Part 1: Getting the interactions and relationships right
At first, it was important to consider the interactions among various entities in the system and how they are related and affect the database query. Interactions between various relations is important in designing queries. For example, if we want to access first_name of a author, we have to look for it in users table, rather than authors table. So, the interactions are very important in this system.
Part 2: Designing the syntax
This part is only concerned with design of the query and its syntax, once the syntax is finalized, then we can move onto the next part. The syntax is totally dependent upon the user. The syntax can be changed as per the user needs and requirements.
Part 3: Getting to link Part 1 and Part 2
Once, the syntax and interactions are finalized and planned, then the linking of syntax and relationships must be performed. For example, when the attribute “first_name” occurs in the post, then the system, must automatically JOIN users table with authors table.
Part 4: Leave the rest to the Query Helper tool
The Query Helper tool, takes the syntax of the system as well as the user input as the input, and it generates necessary a valid inputs at that point of time. It is similar to the Autocomplete features present in various IDEs.
Rather than just being a way to generate SQL queries, I think it can be coupled with modern web technologies to create a better tool, which helps the user to create queries, without referring to any documentation or looking at the confusing syntax state diagrams. Once, the metadata files have been generated, they can also be given to a AJAX – based search system and assist the user to generate valid queries, without having to remember the details of the syntax.
To develop a robust system, which makes generating SQL queries simpler for the end-user and which doesnot require him/her to remember the exact relationships between the various tables. The system can be condensed to form a tool, which on providing the syntax and entities automatically generates the metadata files and once these files are provided to the algorithm, the query system is good to go. Also, a tool can be made to which can assist the user to generate queries, with the help of which the user can skip the loads of documentation or syntax provided.
It can extend the capabilities of the SQL queries to perform various operations which are not possible in SQL, but are highly required in report generation. With the help of some post-processing.
I envision the file formats and the method to become a standard for such systems and hence, become, generic in nature.
- Uses Finite State Model, so it is all about transitions and hence fast
- If the system changes, only the new metadata files have to be served to the algorithm
- Supports augmented attributes, i.e, “name” can be replaced by “first_name” and “last_name”

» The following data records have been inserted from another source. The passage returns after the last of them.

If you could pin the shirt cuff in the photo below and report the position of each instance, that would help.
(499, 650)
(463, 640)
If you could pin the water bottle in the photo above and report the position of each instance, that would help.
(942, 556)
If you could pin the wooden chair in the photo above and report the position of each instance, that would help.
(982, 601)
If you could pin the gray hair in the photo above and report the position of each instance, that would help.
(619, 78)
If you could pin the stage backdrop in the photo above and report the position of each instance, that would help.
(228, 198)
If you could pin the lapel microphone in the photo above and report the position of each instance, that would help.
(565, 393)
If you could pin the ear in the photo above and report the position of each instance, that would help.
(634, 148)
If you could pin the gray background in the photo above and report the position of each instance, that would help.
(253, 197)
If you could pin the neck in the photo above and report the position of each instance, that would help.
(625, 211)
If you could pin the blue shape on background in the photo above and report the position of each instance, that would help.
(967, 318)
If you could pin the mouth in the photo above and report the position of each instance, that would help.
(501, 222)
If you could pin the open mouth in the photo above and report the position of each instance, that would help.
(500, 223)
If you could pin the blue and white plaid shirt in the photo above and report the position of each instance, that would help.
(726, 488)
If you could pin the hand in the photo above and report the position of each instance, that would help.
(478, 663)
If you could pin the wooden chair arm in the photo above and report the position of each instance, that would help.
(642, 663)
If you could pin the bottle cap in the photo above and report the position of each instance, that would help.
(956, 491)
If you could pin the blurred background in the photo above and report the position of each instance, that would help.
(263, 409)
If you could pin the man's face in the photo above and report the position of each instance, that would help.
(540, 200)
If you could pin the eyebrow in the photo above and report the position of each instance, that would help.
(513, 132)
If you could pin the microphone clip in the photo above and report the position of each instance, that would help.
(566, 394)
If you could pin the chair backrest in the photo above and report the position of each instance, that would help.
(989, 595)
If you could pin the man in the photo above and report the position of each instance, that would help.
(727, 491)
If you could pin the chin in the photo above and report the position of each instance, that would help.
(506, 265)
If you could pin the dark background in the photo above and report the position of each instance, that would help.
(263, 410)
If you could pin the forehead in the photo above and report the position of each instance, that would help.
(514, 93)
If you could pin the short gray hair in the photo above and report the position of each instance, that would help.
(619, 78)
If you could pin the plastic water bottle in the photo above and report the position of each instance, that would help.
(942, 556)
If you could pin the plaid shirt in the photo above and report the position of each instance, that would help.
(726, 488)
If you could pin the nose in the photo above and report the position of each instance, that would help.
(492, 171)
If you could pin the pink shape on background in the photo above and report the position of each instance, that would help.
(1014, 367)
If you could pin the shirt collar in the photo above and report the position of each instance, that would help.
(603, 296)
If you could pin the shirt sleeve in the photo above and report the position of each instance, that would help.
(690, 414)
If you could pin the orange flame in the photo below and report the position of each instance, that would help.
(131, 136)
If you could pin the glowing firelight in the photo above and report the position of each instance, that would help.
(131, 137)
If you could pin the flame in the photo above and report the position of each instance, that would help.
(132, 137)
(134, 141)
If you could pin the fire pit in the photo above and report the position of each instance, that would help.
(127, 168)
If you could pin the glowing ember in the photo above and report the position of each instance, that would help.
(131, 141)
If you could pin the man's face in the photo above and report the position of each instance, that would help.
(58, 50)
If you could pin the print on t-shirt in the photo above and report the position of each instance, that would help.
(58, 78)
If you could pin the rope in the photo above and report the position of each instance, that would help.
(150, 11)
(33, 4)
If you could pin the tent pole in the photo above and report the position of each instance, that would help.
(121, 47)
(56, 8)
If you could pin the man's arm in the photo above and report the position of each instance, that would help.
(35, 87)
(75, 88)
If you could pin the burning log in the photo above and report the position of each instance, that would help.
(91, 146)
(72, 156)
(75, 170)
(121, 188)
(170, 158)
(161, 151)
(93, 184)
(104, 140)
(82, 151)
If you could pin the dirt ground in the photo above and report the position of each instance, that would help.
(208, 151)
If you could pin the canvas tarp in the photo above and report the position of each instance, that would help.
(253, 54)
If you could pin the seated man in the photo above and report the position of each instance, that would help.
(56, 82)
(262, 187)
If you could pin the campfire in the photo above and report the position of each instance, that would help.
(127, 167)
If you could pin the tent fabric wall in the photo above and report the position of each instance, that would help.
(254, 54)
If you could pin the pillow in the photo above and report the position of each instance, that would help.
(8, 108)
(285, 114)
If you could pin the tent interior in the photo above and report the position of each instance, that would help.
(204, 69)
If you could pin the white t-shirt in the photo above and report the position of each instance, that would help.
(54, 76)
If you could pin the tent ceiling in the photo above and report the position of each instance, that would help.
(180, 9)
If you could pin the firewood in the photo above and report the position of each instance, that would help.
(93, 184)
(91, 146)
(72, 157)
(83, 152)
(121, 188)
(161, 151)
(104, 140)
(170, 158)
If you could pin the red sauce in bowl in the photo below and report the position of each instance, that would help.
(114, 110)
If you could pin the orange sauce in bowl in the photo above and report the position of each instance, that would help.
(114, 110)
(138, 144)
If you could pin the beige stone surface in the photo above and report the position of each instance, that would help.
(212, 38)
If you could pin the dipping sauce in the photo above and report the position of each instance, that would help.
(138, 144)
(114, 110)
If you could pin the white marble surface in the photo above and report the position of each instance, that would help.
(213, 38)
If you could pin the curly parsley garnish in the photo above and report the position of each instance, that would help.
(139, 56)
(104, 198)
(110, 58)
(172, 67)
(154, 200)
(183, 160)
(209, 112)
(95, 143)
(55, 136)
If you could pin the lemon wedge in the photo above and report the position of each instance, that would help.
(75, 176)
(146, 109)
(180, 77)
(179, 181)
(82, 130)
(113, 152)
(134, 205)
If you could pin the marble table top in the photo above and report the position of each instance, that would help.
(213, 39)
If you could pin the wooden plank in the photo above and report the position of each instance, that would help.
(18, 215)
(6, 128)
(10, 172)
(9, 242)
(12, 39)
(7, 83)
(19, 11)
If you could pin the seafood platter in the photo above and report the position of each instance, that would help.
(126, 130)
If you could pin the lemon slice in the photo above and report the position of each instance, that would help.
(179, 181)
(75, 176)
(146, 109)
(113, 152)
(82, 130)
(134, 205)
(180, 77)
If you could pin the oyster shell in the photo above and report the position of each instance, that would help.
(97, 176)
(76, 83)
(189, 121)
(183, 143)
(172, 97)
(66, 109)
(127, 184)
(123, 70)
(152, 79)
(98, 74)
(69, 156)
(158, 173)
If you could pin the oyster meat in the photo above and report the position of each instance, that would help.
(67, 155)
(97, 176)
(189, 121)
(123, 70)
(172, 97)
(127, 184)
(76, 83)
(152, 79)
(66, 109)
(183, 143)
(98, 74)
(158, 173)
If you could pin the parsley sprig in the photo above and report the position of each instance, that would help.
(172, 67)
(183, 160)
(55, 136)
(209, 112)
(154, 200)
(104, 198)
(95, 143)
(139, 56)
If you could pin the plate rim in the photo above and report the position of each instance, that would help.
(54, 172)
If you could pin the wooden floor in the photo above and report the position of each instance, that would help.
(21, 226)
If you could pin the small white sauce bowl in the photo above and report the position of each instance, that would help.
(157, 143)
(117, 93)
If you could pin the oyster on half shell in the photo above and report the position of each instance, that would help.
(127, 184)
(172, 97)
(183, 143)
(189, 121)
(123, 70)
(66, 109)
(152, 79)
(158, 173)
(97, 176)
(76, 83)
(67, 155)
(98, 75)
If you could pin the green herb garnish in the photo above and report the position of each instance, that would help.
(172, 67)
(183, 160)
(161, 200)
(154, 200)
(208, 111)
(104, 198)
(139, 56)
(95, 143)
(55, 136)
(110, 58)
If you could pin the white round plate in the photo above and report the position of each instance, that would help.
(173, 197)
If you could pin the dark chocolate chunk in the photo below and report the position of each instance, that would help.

- Supports Null Transitions
- The syntax can be customized depending upon the user
- Supports multiple linked tables
If the system, goes to a state multiple times, it would have same conditions added multiple times.
Solution: This has been taken care of by developing a query builder class, which ignores repetition of same attribute or condition in either of the clauses
Ambiguity between same named attributes of various relations.
Solution: Just like in SQL, once a transition is made from a main state, all the attributes and conditions given by the user are replaced by their complete names, i.e., relation_name.attribute_name
Usage of aggregate functions
Usage with tables which are designed as key/value pairs
apart from these, there maybe various other pitfalls, which may have not been thought upon. Yes, but I think all of these can be tackled.
Thank you folks, that was all. Any more suggestions are welcome to help make it a better system (can also someone suggest me a better title or a codename, it is still anonymous)